MOTIVACION Y MEDITACION

 

Un día me di cuenta que cuando las personas me buscaban me escondía, me escondía por temor, por su poder, por no aceptarlas como eran y no entender lo que querían.

Otro día comprendí que por muy seguro que fuera el escondite, las personas seguían estando allí. No valían árboles ni castillos.Motivacion-Cerebro

 

Por fin, otro día entendí que no debía seguir ocultándome, que debía enfrentar esos miedos y temores.  La idea parecería absurda, pero sorprendentemente esa era mi realidad, y ello me ayudó a tranquilizarme.

 

No bastaba ver la vida pasar y pasar, ver pasar carteros en bicicleta, ahí entendí a Piero con sus cantos de realidad, no era salir corriendo, era entender al colectivo, entender los momentos que nos convierten en amantes de sucesos y situaciones, de fenómenos naturales y otros no.  Era ver la vegetación y salir el sol en las mañanas y esconderse en las tardes, un proceso que se da hace muchos siglos y para todo una fase incomprensible por aquello de la existencialidad.

 

Los pecados  que llevamos dentro, que perdonamos por religión o comprensión o hasta por aceptación. Buscamos desde el corazón los problemas de nuestras relaciones personales y laborales, un cuadrante de la guerra fría que llevamos en el interior, prohibiciones con fenómenos sociales inentendibles; fantasmas evidentes con ganas de imperialismo desde un horizonte verde, desde un caribe que suspira por ser abrazado por el reino del hombre que ama la libertad, una búsqueda de la suerte lejana para algunos y fácil para otros, regalos que recibimos a manos llenas por sirenas que caen del cielo en medio de un canto ensoñador.

 

Energía curativa que desperdiciamos por aquello del enfrentamiento de las concepciones existenciales, a unos los llena la religiosidad a otros, otras formas de pensamiento, desconociendo que la energía es universal y esta se mueve por sí sola, fluye a través del torrente sanguíneo del cuerpo que la sostiene, canalizadas a través de la meditación como la forma de apaciguar ese animal peligroso que todos llevamos dentro, que aprendemos a dominar, y lo desarraigamos de nuestro ser.

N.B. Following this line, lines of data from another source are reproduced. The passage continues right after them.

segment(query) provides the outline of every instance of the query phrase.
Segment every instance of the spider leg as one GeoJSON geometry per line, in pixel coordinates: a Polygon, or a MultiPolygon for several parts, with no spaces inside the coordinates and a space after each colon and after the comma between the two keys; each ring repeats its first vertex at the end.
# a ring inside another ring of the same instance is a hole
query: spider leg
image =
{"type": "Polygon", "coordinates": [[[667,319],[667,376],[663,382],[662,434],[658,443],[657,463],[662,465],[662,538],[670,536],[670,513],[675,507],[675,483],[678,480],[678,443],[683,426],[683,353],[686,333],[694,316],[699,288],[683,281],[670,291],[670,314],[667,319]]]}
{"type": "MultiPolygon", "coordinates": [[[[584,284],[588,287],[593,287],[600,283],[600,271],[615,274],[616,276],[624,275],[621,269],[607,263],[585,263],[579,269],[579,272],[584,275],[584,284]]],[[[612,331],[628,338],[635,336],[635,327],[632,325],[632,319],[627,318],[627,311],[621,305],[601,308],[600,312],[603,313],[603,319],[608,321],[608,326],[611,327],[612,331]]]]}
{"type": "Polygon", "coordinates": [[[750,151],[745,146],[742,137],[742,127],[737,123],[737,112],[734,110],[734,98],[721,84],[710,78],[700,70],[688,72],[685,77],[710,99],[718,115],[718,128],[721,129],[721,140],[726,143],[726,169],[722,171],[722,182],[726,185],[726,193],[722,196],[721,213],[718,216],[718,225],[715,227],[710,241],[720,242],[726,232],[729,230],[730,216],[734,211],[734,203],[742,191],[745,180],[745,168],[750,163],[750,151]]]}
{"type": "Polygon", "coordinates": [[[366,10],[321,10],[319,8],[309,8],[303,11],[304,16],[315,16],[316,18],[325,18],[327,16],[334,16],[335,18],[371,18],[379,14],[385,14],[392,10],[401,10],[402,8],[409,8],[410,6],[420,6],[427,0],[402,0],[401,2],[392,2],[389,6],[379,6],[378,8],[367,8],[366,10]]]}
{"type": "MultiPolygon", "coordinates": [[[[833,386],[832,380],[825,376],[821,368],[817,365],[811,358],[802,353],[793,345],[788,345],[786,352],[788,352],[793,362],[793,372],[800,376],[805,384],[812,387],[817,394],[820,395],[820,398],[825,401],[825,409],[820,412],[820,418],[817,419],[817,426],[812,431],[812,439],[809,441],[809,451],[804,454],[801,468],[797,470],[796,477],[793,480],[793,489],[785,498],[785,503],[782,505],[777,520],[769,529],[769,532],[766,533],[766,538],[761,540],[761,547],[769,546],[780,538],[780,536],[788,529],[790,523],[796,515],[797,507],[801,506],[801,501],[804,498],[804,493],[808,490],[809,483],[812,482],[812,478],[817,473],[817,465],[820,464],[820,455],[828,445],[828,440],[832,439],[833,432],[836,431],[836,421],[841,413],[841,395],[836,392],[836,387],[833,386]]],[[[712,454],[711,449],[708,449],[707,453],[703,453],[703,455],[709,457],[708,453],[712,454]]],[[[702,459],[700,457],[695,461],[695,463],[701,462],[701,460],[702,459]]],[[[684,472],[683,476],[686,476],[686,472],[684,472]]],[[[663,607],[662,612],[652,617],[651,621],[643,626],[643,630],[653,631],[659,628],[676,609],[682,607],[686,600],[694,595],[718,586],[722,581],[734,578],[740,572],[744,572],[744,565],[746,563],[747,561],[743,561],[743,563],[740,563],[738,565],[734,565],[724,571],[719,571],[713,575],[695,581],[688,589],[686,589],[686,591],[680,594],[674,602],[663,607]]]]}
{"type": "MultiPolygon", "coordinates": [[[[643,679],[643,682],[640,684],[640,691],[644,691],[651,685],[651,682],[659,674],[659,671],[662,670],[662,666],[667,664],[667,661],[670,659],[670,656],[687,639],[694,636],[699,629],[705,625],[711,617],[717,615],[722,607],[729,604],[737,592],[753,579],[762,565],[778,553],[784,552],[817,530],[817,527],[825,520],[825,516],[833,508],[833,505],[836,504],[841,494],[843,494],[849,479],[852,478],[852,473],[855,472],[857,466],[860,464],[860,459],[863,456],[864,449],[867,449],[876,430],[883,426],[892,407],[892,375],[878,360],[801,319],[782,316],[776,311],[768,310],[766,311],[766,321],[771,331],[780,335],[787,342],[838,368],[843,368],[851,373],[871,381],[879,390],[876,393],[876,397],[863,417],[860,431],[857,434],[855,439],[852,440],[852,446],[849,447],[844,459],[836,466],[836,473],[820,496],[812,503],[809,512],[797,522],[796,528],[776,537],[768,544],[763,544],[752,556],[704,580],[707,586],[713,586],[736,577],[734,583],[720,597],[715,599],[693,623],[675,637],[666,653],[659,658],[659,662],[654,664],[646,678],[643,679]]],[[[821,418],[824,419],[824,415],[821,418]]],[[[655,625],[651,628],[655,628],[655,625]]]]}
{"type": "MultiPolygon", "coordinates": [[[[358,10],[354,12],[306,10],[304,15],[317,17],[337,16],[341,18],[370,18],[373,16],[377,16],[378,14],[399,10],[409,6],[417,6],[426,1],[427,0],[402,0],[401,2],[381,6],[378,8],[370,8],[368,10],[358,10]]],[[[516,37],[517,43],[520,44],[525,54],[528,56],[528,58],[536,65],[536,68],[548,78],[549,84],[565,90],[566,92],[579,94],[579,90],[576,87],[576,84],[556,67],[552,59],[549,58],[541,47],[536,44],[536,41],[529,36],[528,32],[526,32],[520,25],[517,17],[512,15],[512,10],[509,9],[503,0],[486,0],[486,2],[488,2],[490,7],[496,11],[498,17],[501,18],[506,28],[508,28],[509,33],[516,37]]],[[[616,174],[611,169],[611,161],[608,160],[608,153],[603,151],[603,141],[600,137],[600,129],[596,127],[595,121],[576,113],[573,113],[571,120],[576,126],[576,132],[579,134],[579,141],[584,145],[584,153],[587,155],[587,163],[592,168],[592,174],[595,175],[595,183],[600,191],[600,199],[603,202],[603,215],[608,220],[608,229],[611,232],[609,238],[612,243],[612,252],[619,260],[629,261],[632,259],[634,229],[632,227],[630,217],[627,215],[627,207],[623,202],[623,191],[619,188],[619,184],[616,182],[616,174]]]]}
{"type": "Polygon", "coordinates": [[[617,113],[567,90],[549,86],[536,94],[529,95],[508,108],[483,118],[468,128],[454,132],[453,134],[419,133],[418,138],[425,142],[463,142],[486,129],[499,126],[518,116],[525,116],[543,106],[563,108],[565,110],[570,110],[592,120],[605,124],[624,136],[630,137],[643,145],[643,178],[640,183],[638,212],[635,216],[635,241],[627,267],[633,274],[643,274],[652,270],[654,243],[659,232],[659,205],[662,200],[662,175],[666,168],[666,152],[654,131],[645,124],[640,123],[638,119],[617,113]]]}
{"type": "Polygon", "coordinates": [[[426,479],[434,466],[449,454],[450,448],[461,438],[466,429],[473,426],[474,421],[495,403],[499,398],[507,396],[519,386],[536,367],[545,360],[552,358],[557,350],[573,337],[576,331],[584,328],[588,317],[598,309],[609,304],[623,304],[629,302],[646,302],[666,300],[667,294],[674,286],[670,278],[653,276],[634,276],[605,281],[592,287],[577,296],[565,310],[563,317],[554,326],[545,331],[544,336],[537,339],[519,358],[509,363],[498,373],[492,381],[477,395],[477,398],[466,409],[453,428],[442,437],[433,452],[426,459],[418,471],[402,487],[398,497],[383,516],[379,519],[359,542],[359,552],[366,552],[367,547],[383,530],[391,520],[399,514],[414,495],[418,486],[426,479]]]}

Visualizar una luz que entra en el cuerpo con la única finalidad de curar las dolencias del tipo que estas sean, esta que recorre toda la superficie buscando los defectos y deficiencias, aliviando las enfermedades que vienen de lo físico y lo psíquico, es la mejor manera de aliviar las preocupaciones que hacen parte del parrandón en que se ha convertido la vida del ser humano; es decir, la mente es primero, la biología de la esperanza lo segundo y entender la espiritualidad lo tercero, sin embargo no olvidemos que aunado a lo anterior la medicina también es sanadora, hay una conjugación entre las ciencias terrenales y las espirituales, pues debemos buscar al matador de ilusiones y retirarlo del plano existencial, una combinación de energía, de dietas, de ejercicio para reducir el proceso de obstrucción de la biblioteca mental en la que se debe convertir el hombre, almacenando sus experiencias, vivencias, acumulando valores con los cuales enfrentar la cultura social cada vez más pervertida por aquello del olvido de que la luz curativa funciona.